L’ancien président américain Donald Trump a de nouveau ravivé une vieille théorie du complot, accusant sans fondement son prédécesseur Barack Obama et plusieurs anciens hauts responsables de “haute trahison”, sans jamais étayer ses propos.
Mardi, dans le Bureau ovale, aux côtés du président philippin Ferdinand Marcos Jr., Trump a multiplié les attaques verbales contre des figures-clés de l’administration Obama. Il a notamment cité Hillary Clinton, l’ancien directeur du FBI James Comey, l’ex-patron du renseignement John Brennan, les accusant de tentative de sabotage électoral. « Après ce qu’ils m’ont fait, que ce soit bien ou mal, il est temps de s’en prendre aux gens », a-t-il déclaré.
Une rhétorique déjà connue, mais toujours sans preuve
Cette sortie n’est pas nouvelle. Donald Trump, depuis son élection en 2016, n’a eu de cesse de dénoncer ce qu’il appelle le “Russia hoax”, une supposée cabale montée par ses adversaires pour entacher sa victoire. Mais jusqu’à ce jour, il n’a présenté aucun élément concret qui démontrerait une telle trahison de la part de Barack Obama ou de ses collaborateurs.
Un contexte politique lourd de conséquences
Les déclarations de Trump interviennent alors que des responsables de son administration tentent de minimiser les conclusions pourtant bien documentées sur l’ingérence russe lors de l’élection présidentielle de 2016. Un nouveau rapport, commandé par la directrice du renseignement national Tulsi Gabbard, vise à relativiser l’implication de Moscou, en insistant sur le fait qu’aucun système électoral n’aurait été piraté pour modifier les votes.
Pourtant, cette approche contraste avec les précédentes conclusions établies par plusieurs organes indépendants, y compris le procureur spécial Robert Mueller et la commission sénatoriale du renseignement. Ce dernier rapport, finalisé en 2020 sous la direction du républicain Marco Rubio (désormais secrétaire d’État de Trump), avait confirmé une vaste opération de déstabilisation conduite par la Russie à travers des cyberattaques et des campagnes de désinformation.
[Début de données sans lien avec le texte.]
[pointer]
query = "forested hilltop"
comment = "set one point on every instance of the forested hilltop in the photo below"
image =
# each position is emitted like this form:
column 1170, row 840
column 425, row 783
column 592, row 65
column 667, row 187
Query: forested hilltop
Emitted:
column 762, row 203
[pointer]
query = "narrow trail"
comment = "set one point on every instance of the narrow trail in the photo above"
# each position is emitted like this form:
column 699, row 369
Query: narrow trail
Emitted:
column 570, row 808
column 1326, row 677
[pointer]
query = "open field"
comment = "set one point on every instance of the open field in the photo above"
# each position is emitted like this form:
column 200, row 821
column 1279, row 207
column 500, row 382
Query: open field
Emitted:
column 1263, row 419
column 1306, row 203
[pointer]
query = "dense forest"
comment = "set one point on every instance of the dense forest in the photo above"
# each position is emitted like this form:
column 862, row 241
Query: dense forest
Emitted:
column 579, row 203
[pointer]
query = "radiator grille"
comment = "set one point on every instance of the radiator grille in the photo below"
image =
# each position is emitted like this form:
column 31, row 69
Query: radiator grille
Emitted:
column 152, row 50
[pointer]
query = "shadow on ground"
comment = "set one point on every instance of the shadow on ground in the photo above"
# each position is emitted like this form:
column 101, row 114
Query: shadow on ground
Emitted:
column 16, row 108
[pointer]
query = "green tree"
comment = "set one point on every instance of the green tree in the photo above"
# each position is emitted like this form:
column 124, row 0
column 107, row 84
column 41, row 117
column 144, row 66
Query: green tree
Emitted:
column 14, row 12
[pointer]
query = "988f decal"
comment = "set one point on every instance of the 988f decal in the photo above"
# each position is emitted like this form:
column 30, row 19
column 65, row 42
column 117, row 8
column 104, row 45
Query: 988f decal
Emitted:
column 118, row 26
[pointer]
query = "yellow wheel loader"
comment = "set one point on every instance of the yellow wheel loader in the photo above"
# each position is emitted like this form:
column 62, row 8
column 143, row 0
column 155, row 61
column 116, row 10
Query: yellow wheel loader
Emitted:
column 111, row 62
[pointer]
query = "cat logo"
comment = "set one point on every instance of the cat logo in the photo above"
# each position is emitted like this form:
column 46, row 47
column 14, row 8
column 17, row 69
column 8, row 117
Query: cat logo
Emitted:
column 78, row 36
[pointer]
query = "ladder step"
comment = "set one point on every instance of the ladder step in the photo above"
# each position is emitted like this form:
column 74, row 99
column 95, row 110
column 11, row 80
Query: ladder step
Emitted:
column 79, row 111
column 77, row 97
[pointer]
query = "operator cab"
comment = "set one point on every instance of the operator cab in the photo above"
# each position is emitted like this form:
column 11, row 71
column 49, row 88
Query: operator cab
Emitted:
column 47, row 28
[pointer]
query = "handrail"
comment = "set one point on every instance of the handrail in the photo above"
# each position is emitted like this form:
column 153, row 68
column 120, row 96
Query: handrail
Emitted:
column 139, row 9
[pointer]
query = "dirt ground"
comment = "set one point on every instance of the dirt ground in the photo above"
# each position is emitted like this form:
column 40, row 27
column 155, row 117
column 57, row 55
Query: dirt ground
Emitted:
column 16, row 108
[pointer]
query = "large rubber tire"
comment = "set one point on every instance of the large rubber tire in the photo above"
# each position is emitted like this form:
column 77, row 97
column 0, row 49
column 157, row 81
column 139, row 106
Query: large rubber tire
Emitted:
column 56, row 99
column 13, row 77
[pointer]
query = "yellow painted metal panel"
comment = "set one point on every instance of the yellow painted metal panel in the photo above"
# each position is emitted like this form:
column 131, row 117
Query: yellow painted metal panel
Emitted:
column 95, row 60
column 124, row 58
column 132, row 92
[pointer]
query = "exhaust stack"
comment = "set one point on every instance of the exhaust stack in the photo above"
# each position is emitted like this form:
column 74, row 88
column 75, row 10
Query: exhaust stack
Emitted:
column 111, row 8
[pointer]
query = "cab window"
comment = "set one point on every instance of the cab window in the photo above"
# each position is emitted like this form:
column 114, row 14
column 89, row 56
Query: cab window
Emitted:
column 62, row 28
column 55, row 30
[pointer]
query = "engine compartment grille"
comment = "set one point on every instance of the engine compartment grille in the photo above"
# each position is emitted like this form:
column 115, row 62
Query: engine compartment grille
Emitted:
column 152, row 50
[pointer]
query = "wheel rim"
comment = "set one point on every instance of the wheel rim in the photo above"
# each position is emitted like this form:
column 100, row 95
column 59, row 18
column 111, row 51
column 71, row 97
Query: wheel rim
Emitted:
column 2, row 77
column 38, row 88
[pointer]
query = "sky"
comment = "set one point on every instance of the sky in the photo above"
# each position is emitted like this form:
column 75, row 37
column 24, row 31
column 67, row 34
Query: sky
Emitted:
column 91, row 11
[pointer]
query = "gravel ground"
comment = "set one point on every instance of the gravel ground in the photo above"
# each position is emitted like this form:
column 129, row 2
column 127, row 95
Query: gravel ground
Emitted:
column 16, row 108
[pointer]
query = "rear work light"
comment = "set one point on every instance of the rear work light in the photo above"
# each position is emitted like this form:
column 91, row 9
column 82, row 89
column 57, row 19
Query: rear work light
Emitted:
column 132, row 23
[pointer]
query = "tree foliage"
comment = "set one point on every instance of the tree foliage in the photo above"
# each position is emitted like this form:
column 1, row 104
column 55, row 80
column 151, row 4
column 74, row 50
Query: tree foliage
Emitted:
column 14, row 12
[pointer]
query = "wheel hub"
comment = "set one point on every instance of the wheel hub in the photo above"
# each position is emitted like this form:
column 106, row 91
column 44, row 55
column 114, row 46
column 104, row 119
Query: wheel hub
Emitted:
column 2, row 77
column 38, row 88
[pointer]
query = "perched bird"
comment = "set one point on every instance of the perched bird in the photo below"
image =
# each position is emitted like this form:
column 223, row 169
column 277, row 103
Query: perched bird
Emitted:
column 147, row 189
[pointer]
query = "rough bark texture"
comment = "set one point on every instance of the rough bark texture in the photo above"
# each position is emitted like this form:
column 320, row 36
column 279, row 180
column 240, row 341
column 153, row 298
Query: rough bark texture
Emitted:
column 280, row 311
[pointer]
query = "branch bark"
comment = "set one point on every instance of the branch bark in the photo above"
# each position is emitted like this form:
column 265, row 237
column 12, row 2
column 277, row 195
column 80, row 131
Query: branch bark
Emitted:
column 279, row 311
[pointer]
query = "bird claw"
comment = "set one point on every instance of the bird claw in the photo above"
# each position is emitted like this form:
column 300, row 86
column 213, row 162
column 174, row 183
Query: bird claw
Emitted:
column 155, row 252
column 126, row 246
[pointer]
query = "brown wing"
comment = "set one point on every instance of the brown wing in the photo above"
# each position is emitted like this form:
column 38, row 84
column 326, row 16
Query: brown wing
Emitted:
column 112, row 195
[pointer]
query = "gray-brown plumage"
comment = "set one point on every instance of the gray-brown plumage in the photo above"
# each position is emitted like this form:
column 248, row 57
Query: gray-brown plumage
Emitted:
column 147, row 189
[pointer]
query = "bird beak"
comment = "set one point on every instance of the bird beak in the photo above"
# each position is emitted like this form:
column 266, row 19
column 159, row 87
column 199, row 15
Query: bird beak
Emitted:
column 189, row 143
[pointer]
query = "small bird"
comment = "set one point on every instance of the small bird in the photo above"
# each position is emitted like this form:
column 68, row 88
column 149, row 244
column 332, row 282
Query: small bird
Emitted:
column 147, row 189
Les démocrates dénoncent une réécriture de l’histoire
Le camp démocrate a réagi avec virulence, dénonçant un rapport « politiquement motivé » et « factuellement discutable ». Ils rappellent que l’administration Obama n’a jamais affirmé que la Russie avait manipulé les résultats du scrutin, mais qu’elle avait bien alerté sur les multiples stratégies d’influence mises en œuvre par le Kremlin, notamment via WikiLeaks et les réseaux sociaux.
Une stratégie électorale bien rodée
À quelques mois des élections, la stratégie de Donald Trump semble claire : réactiver les peurs, créer un récit victimaire, et délégitimer toute opposition. Accuser Obama, figure emblématique des démocrates, de “haute trahison” s’inscrit dans une rhétorique agressive destinée à galvaniser sa base électorale. Mais cette stratégie, si elle peut séduire certains électeurs, risque aussi d’alimenter encore davantage les tensions politiques aux États-Unis.